Just when Cecilia believes her life is becoming a little bit rosier, events begin to spiral out of control in quite sinister ways. The oven suddenly goes on fire, her blanket is tossed around her bedroom, and she too ends up drugged. Adrian still very much has a pulse, and through his scientific and technical wizardy, he’s only gone and made himself invisible in a bid to make his ex’s life a living hell, with very tricks more brutal than the last.
A new tinder account and going back on the market would have been less hassle, but, what do I know?
Now on paper, it all sounds a bit over the top, and in the hands of a lesser film maker I may have headed for the exit early.
But this film delivers, for two reasons.
Firstly, Whanell’s direction is flawless. He burrows into the quite effective horror trope of less is more, not resorting at all to endless jump scares that we see too often nowadays.
His camera work excels in making the viewer completely uneasy throughout. There is one sequence where the camera is simply moving slowly from left to right while Cecila wanders the house alone during the night. Whanell plays with the audience superbly. He knows he has us in the palm of his hand. Where is Adrian? What will he do next?
Now in a role that requires the lead to portray terror, paranoia, rejection and abuse, Elisabeth Moss is outstanding.
This is a film with very strong themes; in some quarters it has been called the first big film of the #metoo movement in its representation of domestic abuse, and there is certainly symbols of that at different stages, with Moss carrying the flame in fine fashion as she attempts to defeat her own predator.

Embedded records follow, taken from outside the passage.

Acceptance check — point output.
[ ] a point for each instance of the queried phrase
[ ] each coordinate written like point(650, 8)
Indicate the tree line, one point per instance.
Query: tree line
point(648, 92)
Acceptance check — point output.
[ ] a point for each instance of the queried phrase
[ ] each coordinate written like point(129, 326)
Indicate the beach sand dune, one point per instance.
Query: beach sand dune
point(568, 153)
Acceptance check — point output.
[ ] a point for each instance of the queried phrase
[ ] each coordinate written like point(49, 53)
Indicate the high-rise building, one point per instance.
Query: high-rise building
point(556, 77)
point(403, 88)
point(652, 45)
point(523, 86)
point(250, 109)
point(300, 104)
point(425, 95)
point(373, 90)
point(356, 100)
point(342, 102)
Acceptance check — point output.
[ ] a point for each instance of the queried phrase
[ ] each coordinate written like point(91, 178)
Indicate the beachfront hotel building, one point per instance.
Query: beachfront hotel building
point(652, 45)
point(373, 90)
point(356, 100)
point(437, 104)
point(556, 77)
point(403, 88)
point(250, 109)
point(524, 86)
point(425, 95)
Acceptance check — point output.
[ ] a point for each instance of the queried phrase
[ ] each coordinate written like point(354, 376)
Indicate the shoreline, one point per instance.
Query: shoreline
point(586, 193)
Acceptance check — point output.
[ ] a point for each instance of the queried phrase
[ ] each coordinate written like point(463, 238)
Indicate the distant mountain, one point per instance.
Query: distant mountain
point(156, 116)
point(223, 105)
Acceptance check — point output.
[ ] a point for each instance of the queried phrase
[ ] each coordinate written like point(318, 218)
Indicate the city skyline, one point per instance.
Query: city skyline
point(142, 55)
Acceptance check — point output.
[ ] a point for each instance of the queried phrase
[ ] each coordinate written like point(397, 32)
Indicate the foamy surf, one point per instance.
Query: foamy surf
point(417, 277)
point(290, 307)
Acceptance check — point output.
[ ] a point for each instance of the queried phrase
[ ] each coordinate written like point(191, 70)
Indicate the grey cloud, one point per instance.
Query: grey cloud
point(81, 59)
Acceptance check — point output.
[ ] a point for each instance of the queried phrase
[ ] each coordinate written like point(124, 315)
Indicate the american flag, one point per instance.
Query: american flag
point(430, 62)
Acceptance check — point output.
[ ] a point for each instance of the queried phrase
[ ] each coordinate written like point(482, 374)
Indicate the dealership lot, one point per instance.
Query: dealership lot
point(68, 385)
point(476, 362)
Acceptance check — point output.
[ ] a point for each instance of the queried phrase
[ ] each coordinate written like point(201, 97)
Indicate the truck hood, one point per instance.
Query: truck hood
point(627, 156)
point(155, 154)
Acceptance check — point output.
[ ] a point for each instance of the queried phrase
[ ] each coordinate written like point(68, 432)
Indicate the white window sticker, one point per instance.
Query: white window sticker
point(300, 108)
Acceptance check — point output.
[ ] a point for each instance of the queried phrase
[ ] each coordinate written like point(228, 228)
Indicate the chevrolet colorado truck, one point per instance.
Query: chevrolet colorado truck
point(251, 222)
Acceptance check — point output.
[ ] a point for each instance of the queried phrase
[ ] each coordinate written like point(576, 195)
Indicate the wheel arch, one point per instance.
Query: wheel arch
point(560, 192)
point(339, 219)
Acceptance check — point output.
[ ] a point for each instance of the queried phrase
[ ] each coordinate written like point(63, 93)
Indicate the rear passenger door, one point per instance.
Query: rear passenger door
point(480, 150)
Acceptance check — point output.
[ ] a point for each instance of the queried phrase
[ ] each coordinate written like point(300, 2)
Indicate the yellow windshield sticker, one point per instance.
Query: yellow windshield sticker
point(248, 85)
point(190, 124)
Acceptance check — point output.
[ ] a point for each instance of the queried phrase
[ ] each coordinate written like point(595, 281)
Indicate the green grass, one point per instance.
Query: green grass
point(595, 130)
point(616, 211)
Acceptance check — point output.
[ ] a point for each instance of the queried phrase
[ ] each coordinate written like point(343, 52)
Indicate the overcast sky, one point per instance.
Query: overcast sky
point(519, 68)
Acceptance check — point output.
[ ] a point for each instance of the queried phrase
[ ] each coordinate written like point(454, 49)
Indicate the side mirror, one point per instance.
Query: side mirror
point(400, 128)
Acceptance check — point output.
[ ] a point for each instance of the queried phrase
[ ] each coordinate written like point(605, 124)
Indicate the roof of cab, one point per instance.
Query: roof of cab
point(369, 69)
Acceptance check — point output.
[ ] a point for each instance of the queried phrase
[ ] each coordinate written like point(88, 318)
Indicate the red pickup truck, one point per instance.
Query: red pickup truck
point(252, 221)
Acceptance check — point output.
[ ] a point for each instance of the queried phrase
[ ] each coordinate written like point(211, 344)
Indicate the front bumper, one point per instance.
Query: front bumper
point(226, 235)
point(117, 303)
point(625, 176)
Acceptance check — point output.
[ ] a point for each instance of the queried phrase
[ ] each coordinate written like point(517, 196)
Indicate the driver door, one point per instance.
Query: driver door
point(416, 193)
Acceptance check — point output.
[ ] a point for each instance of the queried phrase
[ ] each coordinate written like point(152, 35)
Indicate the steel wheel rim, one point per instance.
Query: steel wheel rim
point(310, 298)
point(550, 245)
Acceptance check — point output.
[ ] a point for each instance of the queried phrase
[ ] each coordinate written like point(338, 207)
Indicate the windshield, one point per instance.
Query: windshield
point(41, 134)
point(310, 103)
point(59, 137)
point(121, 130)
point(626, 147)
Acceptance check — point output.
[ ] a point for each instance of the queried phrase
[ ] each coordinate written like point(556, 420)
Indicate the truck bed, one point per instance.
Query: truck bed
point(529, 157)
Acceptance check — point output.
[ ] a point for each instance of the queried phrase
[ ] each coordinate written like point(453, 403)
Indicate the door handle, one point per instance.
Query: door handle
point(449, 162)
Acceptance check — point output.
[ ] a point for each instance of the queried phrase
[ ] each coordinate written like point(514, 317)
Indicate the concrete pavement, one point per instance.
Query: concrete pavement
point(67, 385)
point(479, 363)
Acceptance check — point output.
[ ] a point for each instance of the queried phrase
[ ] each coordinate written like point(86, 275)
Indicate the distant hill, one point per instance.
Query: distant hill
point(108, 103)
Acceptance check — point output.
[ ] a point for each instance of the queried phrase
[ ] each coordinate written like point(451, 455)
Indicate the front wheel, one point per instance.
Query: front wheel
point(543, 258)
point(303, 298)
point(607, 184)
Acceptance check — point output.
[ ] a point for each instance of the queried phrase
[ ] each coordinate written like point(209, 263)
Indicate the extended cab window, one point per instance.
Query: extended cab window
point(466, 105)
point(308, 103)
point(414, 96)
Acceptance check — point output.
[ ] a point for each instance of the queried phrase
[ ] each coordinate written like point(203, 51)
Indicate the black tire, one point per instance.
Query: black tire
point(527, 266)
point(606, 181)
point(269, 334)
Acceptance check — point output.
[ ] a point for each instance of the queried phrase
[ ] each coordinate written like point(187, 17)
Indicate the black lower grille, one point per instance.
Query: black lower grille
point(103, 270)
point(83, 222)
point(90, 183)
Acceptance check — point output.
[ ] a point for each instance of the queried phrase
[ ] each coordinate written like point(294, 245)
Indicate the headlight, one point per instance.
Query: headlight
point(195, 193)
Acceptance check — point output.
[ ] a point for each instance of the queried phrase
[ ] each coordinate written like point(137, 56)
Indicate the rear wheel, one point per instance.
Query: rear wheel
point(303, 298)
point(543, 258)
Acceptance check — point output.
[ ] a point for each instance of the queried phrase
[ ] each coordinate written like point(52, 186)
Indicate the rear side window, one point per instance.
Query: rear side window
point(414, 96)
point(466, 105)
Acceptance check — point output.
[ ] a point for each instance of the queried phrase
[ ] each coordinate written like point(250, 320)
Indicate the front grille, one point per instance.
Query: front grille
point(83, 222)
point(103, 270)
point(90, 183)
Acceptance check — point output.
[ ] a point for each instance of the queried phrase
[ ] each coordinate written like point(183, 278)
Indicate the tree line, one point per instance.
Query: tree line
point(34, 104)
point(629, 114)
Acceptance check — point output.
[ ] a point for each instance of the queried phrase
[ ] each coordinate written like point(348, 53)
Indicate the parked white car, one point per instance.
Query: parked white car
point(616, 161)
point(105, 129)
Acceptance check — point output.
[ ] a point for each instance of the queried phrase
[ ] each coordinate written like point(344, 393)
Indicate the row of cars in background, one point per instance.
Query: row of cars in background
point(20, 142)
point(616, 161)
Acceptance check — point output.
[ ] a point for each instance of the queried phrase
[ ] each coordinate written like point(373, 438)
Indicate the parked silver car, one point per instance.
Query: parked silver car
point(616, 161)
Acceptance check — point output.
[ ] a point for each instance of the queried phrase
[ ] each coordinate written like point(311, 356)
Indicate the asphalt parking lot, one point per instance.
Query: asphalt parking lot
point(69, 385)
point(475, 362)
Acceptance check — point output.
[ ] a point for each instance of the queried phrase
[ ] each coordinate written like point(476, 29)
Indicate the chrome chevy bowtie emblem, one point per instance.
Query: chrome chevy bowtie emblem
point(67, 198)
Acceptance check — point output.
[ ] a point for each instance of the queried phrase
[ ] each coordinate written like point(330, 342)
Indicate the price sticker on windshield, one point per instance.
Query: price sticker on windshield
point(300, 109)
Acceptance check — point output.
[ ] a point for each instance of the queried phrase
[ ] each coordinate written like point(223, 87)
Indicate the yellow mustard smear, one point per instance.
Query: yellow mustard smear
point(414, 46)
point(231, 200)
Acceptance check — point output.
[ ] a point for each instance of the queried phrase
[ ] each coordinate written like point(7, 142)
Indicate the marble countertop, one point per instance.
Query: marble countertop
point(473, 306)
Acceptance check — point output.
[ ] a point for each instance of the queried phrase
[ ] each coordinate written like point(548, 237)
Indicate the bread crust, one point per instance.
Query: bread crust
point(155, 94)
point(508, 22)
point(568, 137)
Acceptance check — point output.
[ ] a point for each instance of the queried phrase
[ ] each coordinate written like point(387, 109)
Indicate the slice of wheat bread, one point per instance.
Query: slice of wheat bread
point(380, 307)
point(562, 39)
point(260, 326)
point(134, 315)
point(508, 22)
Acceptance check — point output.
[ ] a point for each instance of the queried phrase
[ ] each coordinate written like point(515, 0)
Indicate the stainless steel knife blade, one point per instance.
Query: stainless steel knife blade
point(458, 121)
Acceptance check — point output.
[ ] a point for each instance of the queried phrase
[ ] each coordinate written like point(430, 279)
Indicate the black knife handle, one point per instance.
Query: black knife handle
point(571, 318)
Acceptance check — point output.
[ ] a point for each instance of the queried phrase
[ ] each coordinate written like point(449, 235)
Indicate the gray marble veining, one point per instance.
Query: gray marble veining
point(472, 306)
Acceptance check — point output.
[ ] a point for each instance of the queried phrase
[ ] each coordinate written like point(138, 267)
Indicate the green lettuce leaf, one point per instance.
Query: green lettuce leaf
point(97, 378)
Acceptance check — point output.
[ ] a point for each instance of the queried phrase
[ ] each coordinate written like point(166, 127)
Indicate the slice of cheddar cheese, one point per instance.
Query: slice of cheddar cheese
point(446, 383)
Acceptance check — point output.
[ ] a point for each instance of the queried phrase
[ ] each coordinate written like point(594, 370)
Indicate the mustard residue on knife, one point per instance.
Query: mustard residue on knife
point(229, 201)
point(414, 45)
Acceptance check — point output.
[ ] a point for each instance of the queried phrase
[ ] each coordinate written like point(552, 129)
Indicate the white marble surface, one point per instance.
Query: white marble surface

She is utterly convincing in her despair as her world begins to fall apart from all angles, including one horrifying turn of events that will have your jaw almost touching the floor - you have been warned. She shows all her acting props that were also on display in the hugely popular Handmaid's Tale series.
So, if you’re a weirdo like myself and enjoy being disturbed and uncomfortable for two hours or so, then ‘The Invisible Man’ will be money well spent.
Hey, we might even get a sequel, although, given the film's climax, ‘I canny see that’ happening.
I’ll stop now.
The Invisible Man is now showing at Brunswick Moviebowl.